NEW YORK – The life of Philip Roth was a story. So was the writing of his biography.
Blake Bailey's “Philip Roth,” a volume Roth had imagined in some form for more than 20 years, comes out April 6. Ever willing to provoke or amplify an argument, the author of “American Pastoral,” “Sabbath's Theater” and other novels had been thinking of a biography ever since his former wife, actress Claire Bloom, depicted him as unfaithful, cruel and irrational in her 1996 memoir “Leaving a Doll's House.”
Roth was determined to have his side come out, but wanted someone else to tell it. He first recruited Ross Miller, an English professor and nephew of playwright Arthur Miller, but became so unhappy with what he believed was Miller's narrow scope that the two had a falling out. So in 2012, Roth brought in Bailey, granting him full access to his papers, his friends and, the highest hurdle, the author himself.

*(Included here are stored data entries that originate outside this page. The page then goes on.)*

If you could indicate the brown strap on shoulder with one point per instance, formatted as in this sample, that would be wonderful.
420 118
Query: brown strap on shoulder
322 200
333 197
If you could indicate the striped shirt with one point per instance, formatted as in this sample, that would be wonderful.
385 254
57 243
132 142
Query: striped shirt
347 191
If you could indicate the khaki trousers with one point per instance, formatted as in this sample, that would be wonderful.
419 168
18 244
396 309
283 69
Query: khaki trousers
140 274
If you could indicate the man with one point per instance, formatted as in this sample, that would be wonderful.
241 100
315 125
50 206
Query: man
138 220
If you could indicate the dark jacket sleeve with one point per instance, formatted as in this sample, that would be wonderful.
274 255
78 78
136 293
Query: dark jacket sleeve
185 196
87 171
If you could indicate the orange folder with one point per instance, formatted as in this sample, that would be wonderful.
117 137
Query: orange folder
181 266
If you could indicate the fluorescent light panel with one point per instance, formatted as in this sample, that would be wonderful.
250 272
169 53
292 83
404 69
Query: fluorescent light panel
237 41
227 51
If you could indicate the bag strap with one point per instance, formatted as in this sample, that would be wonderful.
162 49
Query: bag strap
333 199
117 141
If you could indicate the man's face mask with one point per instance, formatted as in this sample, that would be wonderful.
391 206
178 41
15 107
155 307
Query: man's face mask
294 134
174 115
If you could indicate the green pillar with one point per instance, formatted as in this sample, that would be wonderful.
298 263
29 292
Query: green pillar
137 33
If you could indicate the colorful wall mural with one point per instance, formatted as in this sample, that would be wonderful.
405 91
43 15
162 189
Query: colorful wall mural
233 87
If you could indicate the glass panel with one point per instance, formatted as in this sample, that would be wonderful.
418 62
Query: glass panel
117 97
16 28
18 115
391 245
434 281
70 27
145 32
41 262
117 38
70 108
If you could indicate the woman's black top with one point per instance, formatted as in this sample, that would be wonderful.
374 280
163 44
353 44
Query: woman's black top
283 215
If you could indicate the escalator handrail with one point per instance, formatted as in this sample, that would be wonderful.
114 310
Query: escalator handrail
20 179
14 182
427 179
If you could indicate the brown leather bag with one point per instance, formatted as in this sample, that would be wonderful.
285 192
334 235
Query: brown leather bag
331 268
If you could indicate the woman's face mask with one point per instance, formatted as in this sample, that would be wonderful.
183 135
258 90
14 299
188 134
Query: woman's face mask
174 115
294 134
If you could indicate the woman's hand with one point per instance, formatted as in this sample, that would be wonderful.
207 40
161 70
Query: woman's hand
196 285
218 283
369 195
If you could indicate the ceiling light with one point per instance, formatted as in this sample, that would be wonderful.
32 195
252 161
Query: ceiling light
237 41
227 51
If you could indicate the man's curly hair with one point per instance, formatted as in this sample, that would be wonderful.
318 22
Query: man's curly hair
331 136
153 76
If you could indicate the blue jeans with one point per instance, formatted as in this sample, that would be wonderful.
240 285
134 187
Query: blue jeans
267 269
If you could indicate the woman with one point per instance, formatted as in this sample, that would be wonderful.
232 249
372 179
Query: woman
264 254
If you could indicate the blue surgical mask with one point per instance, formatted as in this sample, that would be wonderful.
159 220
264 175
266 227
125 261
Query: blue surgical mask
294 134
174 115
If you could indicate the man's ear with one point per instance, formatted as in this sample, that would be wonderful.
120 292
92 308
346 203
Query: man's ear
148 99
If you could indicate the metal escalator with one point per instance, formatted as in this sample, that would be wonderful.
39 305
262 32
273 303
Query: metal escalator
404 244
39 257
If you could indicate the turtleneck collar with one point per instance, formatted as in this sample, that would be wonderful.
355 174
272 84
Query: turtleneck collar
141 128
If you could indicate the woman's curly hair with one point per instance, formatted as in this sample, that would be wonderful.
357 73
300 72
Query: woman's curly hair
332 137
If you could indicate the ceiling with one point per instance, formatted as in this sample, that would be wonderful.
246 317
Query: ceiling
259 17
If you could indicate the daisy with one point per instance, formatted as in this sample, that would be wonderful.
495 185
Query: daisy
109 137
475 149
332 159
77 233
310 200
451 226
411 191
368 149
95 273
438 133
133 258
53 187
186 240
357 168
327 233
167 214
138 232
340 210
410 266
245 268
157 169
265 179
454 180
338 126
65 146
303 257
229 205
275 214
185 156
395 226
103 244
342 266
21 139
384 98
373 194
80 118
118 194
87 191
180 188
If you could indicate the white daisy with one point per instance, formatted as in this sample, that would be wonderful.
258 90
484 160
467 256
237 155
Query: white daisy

Bailey would have the final say.
“Philip understood what the deal was," Bailey told The Associated Press, "and mostly abided by it.”
Over the next six years, until Roth died in 2018, he and Bailey were collaborators, friends and sometimes combatants. As Bailey writes in the book's acknowledgements, their time together could be “complicated but rarely unhappy and never dull.” One moment, Roth might be cracking jokes or cheerfully looking through a photo album of old girlfriends — there were many — and the next he was seething over Bloom's alleged crimes.

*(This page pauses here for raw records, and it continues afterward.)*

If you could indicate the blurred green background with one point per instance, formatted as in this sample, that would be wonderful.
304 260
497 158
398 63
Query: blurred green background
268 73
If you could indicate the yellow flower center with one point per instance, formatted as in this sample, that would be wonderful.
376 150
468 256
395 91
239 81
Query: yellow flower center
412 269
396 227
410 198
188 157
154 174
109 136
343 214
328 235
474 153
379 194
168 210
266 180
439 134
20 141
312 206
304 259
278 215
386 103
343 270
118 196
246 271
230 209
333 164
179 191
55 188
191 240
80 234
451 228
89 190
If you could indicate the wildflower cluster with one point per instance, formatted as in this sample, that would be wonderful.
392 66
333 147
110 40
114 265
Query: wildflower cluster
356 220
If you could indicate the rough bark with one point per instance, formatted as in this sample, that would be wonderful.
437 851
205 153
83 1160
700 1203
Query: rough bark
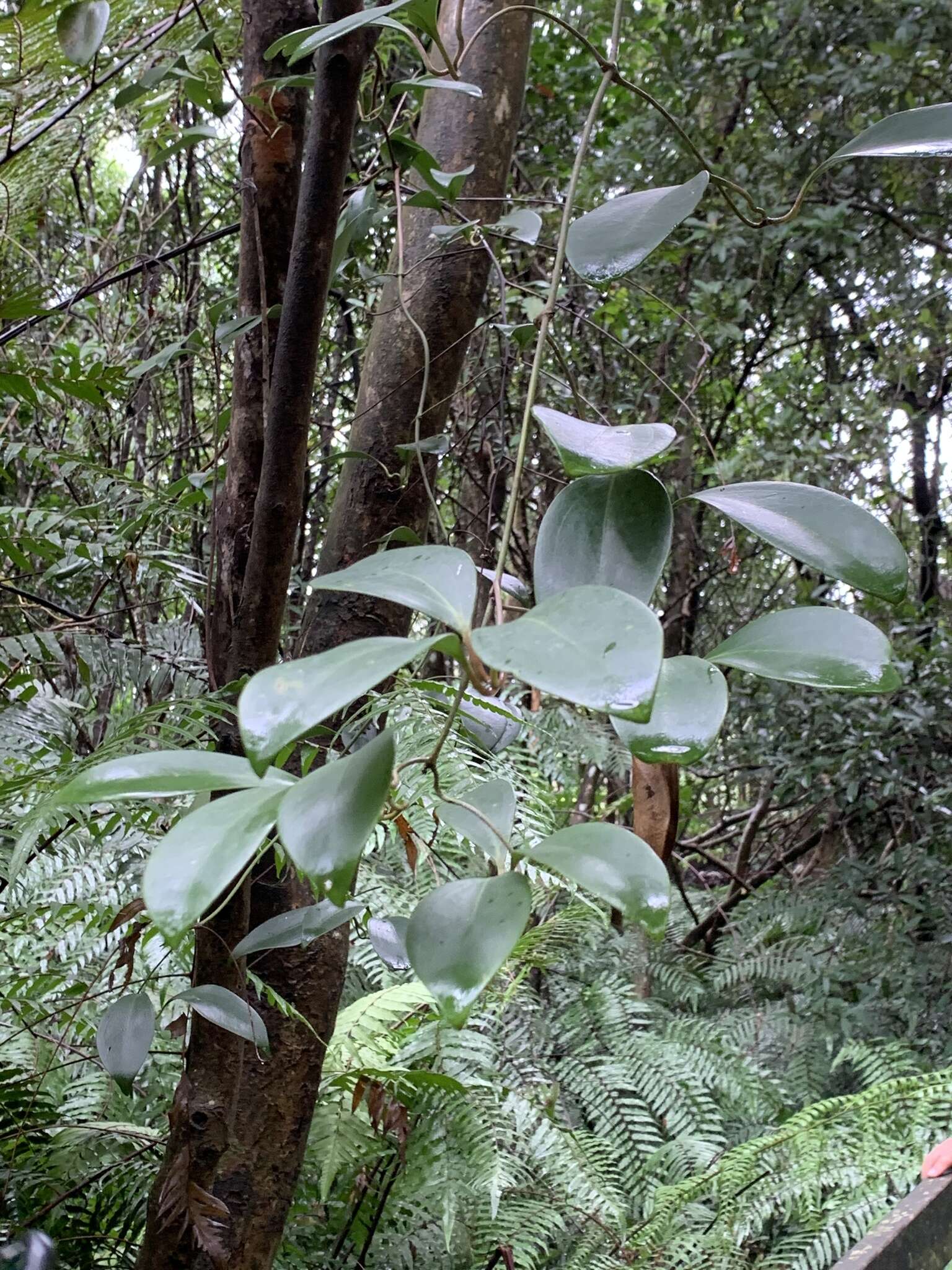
277 511
277 1100
242 1124
271 178
654 797
444 296
926 500
214 1150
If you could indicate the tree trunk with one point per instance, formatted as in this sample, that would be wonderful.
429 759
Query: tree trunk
275 1112
444 296
240 1124
271 179
224 1191
926 499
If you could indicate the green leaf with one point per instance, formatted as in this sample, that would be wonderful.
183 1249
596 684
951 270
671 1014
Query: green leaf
287 701
617 236
353 224
461 934
822 528
229 1011
305 42
522 333
687 716
918 134
593 646
227 332
81 30
824 648
164 774
439 582
425 198
612 531
597 450
425 82
123 1038
423 14
161 360
511 585
186 139
448 182
203 853
296 928
496 802
22 304
521 224
491 723
438 445
614 864
325 821
387 938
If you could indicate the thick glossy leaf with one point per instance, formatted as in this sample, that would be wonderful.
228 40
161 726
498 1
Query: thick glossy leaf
610 531
229 1011
615 865
619 235
306 41
912 134
81 30
521 224
426 82
593 646
296 928
496 802
205 851
822 528
164 774
491 723
597 450
439 582
287 701
687 716
328 817
461 934
511 585
353 224
824 648
33 1250
123 1038
389 940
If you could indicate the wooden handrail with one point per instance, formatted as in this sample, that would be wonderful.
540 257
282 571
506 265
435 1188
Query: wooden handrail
915 1236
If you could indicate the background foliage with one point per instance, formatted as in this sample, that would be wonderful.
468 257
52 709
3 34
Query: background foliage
752 1100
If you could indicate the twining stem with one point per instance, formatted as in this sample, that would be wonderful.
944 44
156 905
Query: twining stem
545 318
425 346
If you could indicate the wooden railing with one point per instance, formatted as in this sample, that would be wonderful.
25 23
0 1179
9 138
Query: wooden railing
915 1236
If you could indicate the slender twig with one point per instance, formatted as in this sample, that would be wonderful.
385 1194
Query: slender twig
59 116
93 288
552 299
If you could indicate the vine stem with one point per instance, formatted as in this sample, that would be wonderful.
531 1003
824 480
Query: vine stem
545 318
426 347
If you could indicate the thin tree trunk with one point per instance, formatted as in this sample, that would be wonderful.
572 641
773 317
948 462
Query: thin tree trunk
275 1110
271 179
926 499
443 296
184 1228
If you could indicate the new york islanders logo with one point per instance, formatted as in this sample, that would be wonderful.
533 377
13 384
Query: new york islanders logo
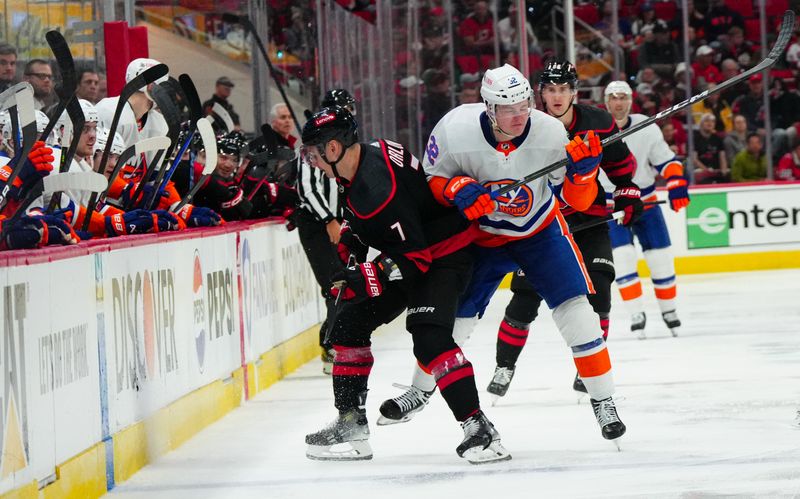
516 202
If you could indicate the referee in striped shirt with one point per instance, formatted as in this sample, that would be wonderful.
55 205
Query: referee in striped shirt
319 221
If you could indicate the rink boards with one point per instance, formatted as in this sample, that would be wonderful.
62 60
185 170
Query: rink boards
116 352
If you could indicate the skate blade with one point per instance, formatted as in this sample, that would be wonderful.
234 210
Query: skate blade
494 453
356 450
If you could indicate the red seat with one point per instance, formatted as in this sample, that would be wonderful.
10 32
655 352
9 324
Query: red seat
776 7
587 13
752 30
743 7
665 10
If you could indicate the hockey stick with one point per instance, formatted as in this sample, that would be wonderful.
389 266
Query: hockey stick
248 26
614 216
220 112
785 34
196 113
66 66
21 103
152 144
206 131
75 113
147 77
55 184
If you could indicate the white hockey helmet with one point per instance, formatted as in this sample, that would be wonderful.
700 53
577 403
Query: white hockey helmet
504 86
117 145
139 66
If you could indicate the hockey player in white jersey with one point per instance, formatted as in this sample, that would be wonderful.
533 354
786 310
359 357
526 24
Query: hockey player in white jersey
653 157
139 119
472 152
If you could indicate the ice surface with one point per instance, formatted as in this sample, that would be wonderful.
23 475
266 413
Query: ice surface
709 414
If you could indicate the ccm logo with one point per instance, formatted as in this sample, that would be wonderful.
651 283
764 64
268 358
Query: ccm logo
325 118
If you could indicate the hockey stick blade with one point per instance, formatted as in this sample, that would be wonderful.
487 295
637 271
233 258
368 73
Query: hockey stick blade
785 34
206 131
66 66
224 115
600 221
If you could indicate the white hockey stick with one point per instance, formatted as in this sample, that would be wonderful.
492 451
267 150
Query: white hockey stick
206 132
785 34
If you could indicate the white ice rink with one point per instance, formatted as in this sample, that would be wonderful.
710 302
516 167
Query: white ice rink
709 414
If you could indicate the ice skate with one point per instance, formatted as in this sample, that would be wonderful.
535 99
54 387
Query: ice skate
672 322
402 408
345 439
610 425
500 382
327 360
638 321
481 442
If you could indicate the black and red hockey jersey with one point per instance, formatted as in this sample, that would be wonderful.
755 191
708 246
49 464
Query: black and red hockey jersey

The British author Edmund Gosse once defined a biography as “the faithful portrait of a soul in its adventures through life.” Bailey's book is more than 800 pages and could have lasted hundreds more. Roth completed more than 30 books and lived many lives in 85 years. Bailey assumes the roles of critic, confessor, psychologist, even marriage counselor.
He traces Roth's life from his stable but inhibiting middle-class childhood in Newark, New Jersey, to adult years of literary discipline and personal liberties, and his final years of self-imposed retirement.